Parkinson's disease (PD) affects more than 7 million people worldwide and represents a growing health and socio-economic burden. It is an incurable neurodegenerative disease, and the search for biomarkers that allow reliable early diagnosis and provide new therapeutic targets is essential to find cures for PD.
In a recently published preclinical and clinical study, the investigators have identified in 2 rat models of PD and a primate model and in 2 human cohorts from biobanks significant deregulations of 6 serum metabolites: acetoacetate, betaine, beta-hydroxybutyrate, creatine, pyruvate and valine. From these 6 metabolites, they built a composite biomarker, which allowed to classify de novo parkinsonian patients against controls (healthy subjects) with an accuracy (defined as the ratio (correctly classified/total) of 82.6%. This study demonstrated for the first time that a common metabolic dysregulation occurs early in either animal models or in PD patients, thus providing an unbiased diagnostic tool as well as major hypothesis for the understanding of the pathophysiology of the disease and the development of innovative therapeutic approaches.

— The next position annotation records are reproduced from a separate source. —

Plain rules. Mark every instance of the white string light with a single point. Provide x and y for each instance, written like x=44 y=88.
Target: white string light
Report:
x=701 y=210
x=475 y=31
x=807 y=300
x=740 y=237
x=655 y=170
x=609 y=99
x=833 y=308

The goal of BIOPARK is to improve the clinical diagnosis of early PD using the blood biomarker.
To this end, the investigators will study whether the biomarker is able to differentiate between patients with PD >5 years and already treated with dopaminergic drugs (thus with a very high diagnostic confirmation) and patients suffering from other neurodegenerative diseases often confused with it, mainly Multiple Systeme Atrophy (MSA). Furthermore, the investigators hope to confirm the preliminary results on a new cohort of de novo patients.
For that aim, they will use the already optimized method for biomarker discovery, i.e. Nuclear Magnetic Resonance (NMR)-based metabolomics on patient serum.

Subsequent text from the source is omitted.